4. OneWeirdTrick to improve linear few-shot dramaticaly: We switch to GAP (or MAP) "head" and use much stronger weight-decay on the classifier "head" than on ViT's "body". It looks *worse* upstream, but is *a lot better* in few-shot!

We hypothesize this increases margin à la SVM
5. Learning-rate: Train 1 get M free!

We opt for a learning-rate schedule of warmup-rsqrt-cooldown. This allows to train "infinitely" and add cooldowns post-hoc, simulating many runs with just one.

In experiments (not shown), this was much better than "warm restarts" schedules.
6. Because of complex XLA optimization, one can't say upfront what will fit at the memory limit. We use an empirial "shapefinder" approach and scale "diagonally".

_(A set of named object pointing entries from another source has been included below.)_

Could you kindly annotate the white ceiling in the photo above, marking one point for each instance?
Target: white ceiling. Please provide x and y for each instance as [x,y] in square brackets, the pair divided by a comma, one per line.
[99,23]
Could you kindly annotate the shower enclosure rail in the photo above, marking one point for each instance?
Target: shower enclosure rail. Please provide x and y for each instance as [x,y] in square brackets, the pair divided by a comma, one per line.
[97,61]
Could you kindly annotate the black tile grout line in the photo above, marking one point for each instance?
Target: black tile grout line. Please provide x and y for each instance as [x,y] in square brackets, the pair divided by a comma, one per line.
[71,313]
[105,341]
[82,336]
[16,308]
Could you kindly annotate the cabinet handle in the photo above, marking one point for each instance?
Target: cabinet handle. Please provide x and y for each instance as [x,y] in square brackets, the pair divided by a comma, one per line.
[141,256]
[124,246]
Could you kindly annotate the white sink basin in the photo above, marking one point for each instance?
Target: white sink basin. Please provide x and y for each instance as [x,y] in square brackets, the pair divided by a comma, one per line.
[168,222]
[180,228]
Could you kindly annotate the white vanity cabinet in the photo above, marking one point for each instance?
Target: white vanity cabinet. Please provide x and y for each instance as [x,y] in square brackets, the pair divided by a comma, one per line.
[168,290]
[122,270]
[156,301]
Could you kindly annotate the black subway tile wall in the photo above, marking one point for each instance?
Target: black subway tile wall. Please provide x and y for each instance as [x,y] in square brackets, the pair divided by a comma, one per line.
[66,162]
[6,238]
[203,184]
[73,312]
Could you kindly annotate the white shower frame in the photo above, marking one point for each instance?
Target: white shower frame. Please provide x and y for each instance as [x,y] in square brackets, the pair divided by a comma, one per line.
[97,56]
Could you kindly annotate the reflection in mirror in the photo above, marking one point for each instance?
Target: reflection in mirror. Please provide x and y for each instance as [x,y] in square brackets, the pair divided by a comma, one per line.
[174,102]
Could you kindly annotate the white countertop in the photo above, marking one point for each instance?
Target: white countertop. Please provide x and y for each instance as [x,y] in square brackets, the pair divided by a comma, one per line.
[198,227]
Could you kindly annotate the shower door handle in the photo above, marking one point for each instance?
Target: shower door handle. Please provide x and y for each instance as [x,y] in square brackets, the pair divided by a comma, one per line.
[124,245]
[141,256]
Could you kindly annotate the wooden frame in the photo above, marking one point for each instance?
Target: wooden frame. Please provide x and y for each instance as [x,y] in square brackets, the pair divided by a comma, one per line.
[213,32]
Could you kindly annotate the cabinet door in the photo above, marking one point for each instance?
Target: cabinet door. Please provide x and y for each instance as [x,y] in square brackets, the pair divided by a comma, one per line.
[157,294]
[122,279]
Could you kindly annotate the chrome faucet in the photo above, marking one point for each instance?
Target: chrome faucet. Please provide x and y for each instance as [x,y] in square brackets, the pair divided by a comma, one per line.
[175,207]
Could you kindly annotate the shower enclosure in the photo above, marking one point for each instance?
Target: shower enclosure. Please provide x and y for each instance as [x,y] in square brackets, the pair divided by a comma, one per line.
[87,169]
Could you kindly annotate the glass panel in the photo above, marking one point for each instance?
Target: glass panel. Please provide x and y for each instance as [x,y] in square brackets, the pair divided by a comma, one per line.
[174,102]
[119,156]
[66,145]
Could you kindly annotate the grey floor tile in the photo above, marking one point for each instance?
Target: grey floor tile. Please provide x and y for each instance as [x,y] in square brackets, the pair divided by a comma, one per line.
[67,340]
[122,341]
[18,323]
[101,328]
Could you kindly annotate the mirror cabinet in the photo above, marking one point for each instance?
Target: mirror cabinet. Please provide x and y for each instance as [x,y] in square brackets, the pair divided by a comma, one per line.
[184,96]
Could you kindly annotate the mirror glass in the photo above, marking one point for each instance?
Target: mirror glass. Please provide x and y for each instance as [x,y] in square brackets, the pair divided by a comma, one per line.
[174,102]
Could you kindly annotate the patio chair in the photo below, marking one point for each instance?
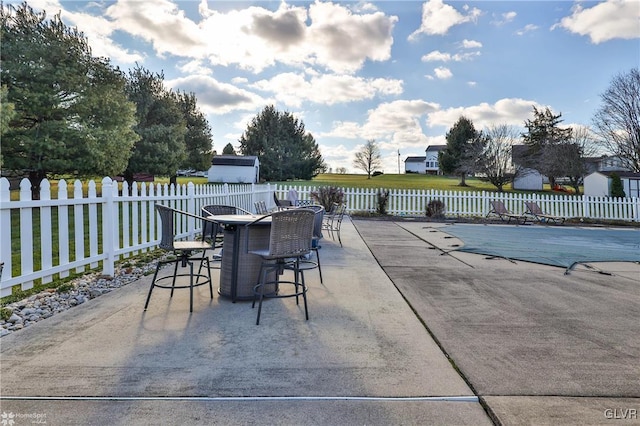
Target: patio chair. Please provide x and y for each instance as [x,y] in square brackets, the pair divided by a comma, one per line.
[182,251]
[290,237]
[499,209]
[281,203]
[333,220]
[307,263]
[534,210]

We investigate "novel" optimizer variants with half-precision to reduce their memory use A LOT without loss of accu.
This was a fun exploration.

Besides my co-authors I'd like to give special shout-out to @jekbradbury who selflessly helped us get stuff running on huge TPU machines!
Also, @rikelhood @joapuipe @_basilM Alexey for hanging in there with us.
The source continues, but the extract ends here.